Grundsätzlich gehe man davon aus, dass die Zahl der Infizierten zuerst massiv sinkt um dann neuerlich schnell anzusteigen. Wie viele Neu-Infizierte es für eine „Zweite Welle“ braucht, hat bisher allerdings niemand zahlenmäßig festgelegt. Fest steht: Derzeit gibt es keine Zweite Welle, die Ausbrüche in Gütersloh und Berlin sind, so die RKI-Sprecherin, lokal begrenzt und unter Kontrolle und deshalb nicht als Teil eines neuen Ausbruchs-Hochs einzuordnen.

Die AOK Nordost hat die Zahlen der Krankmeldungen ihrer Mitglieder seit Beginn der Corona-Pandemie untersucht. Ergebnis: Der Verlauf gleicht einer Achterbahn-Fahrt. Die im März eingeführten Kontaktbeschränkungen haben nicht nur die Ausbreitung des Coronavirus stark eingedämmt, sondern auch die Ausbreitung von Erkältungskrankheiten, Lungenentzündungen, Magen-Darm-Infektionen und der Grippe. Am 20. März war die Corona-Sonderregelung zur telefonischen Krankschreibung eingeführt worden. Anfang April waren im Vergleich zum Mittelwert der Jahre 2016 bis 2019 noch fast drei Mal so viele Arbeitnehmer wegen einer akuten Erkrankung der oberen Atemwege krankgeschrieben.

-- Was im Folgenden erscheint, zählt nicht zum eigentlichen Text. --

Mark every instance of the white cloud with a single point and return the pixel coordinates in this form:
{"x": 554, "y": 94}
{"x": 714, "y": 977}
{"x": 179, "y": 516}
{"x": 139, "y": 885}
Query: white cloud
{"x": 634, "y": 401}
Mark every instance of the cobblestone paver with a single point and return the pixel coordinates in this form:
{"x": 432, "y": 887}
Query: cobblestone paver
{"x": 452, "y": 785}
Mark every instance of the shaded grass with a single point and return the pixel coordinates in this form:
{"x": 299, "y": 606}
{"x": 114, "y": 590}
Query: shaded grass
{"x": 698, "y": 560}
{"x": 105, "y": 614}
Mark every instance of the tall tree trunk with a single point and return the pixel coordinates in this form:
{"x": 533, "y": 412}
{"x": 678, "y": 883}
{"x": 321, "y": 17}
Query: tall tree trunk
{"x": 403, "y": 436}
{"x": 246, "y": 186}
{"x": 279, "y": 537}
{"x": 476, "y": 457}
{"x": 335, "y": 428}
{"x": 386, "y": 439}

Daniela Teichert, Vorstandsvorsitzende der AOK Nordost, sagt: „Unsere Versichertendaten zeigen eindrucksvoll, dass sich im Mai deutlich weniger Menschen mit ansteckenden Krankheiten infizierten als sonst um diese Jahreszeit üblich. Wir werden diese Analysen weiter differenzieren und beobachten. Eine Annahme ist, dass sich die meisten Menschen offenbar sehr konsequent an die Abstandsregeln gehalten haben. Diese Disziplin sollten wir auch nach Auslaufen der Kontaktbeschränkungen beibehalten, um die Pandemie weiter unter Kontrolle zu haben.“

Mit dem Update des Betriebssystems watchOS 7 liefert Apple für seine Apple Watch eine automatische Erkennung des Händewaschens. Das Gerät erkennt dazu typische Handbewegungen mittels Sensoren und über das eingebaute Mikrofon Seifen- oder Wassergeräusche. Dadurch wird ein 20 Sekunden-Timer gestartet, der auch stoppt, wenn die typischen Bewegungen ausbleiben.

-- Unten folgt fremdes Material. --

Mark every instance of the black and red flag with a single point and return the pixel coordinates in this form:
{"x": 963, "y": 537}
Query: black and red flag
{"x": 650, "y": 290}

Wer brav putzt, kann auf dem Bildschirm der Uhr kleine zerplatzende Seifenblasen-Zahlen beobachten und bekommt am Ende eine Erfolgsmeldung. Wer vorzeitig stoppt, wird dazu angespornt, sich weiter die Hände zu waschen. Außerdem kann die Apple Watch ihren Träger bei der Rückkehr ins heimische WLAN auch daran erinnern, sich die Hände zu waschen.


Das neu identifizierte Coronavirus SARS-CoV-2 verursacht die "Corona virus disease 2019" (Covid-19) und ist Auslöser der COVID-19-Pandemie.